Des problèmes financiers aux conséquences multiples
La polygamie augmente les charges du ménage et impacte négativement l’avenir des enfants. Il n’est pas rare de voir des enfants accusant leur géniteur d’être en partie la cause de leurs échecs dans la vie. « Si mon père n’était pas polygame, j’aurais eu la possibilité de faire des études supérieures, car il aurait peu de dépenses à effectuer et concentrerait ses ressources sur ses enfants », fulmine Ambroise, un vitrier qui avait pour rêve de devenir un avocat. Nombreux sont ces jeunes comme Ambroise, qui auraient pu avoir un meilleur avenir si leur père n’avait pas fait un tel choix. Pour les moins malchanceux, ils croupissent dans le bas peuple et exercent des activités peu honorables. « Je n’ai pas eu la possibilité d’aller à l’école, mon père était un conducteur de taxi ville et a épousé trois femmes qui lui ont fait dix-sept enfants. A cause de la misère, même ceux qui ont eu la chance d’aller à l’école, ne sont pas allés loin. », Fait savoir Achille. « Quand bien même je ne manque pas du minimum vital aujourd’hui, j’aurais pu être mieux loti avec une bonne formation académique. », martèle-t-il. Lazare, un père de famille polygame, affirme tout son regret, car il n’arrive plus à réaliser certains de ses désirs personnels. « Je n’arrive plus à me faire plaisir en achetant la voiture dont je rêve, parce que les dépenses du ménage m’asphyxient. », regrette-t-il. Outre cet aspect de la chose, les questions d’héritage à la mort d’un polygame ayant eu les moyens de sa politique constituent si ce dernier n’avait pas fait la répartition des biens avant sa mort, un autre problème qui peut aller jusqu’à coûter la vie aux héritiers. Ces problèmes d’héritage sont légion au Bénin. Dans notre pays, les batailles juridiques, physiques et occultes pour tailler la part du lion sévissent. Pour Chantale, une héritière issue d’une famille polygame, « j’ai vu quatre de mes frères perdre la vie de manière tout à fait mystérieuse dans cette guerre de succession ».

Opinion de spécialiste
Arnaud Adikpéto, sociologue
« La polygamie est surtout favorisée par les contraintes sociales »
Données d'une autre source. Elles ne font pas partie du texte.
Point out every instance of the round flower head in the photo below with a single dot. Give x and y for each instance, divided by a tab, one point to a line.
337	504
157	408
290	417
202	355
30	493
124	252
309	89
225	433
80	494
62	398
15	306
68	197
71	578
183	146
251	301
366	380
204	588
Plusieurs raisons peuvent pousser les hommes à opter pour la polygamie. Parmi ces raisons, nous avons la contrainte sociale. Quand je dis contrainte sociale, il y a plusieurs points. Lorsque vous épousez une femme qui n’arrive pas à concevoir, tout de suite, les parents pensent que c’est la femme qui est stérile et donc, votre famille vous oblige à prendre une autre femme. Ceci oblige l’homme, malgré l’amour qu’il a pour sa femme, à aller prendre une seconde épouse. L’autre point, c’est que dans certains milieux, surtout celui rural, avoir une seule femme est synonyme de faiblesse et de pauvreté. Donc, cela oblige certains à prendre d’autres femmes, une ou deux en plus de la première. Outre cela, il y a aussi le fait que certaines femmes sont très capricieuses et que les hommes, en cherchant parfois des maitresses, engrossent une autre femme, et ça devient une autre épouse. Il y a aussi le fait que certains hommes, pour affirmer leur masculinité, optent pour la polygamie. Ils pensent qu’avoir une femme, c’est être faible.

Que prévoit le code de la famille en matière de polygamie ?
Le code des personnes et de la famille au Bénin insiste sur l’égalité des sexes. Donc, il n’est plus permis à un homme au vu de la loi d’être polygame.
Quelles sont les conséquences de ce type de mariage sur la famille et les enfants ?
Dans certaines familles, la polygamie ne favorise ni les épouses ni les enfants, car le père n’ayant pas les moyens de subvenir aux besoins de la famille, les enfants sont, dès leur jeune âge livrés à eux-mêmes. Dans le meilleur des cas, ils seront déscolarisés et commenceront à apprendre un métier. Mais dans le pire des cas, les filles peuvent commencer par se prostituer, les garçons vont se lier d’amitié avec des groupes de bandits. Généralement, le père polygame ne s’occupe pas ni des femmes, ni des enfants. Mais dans certaines familles polygames, c’est le contraire qui s’observe.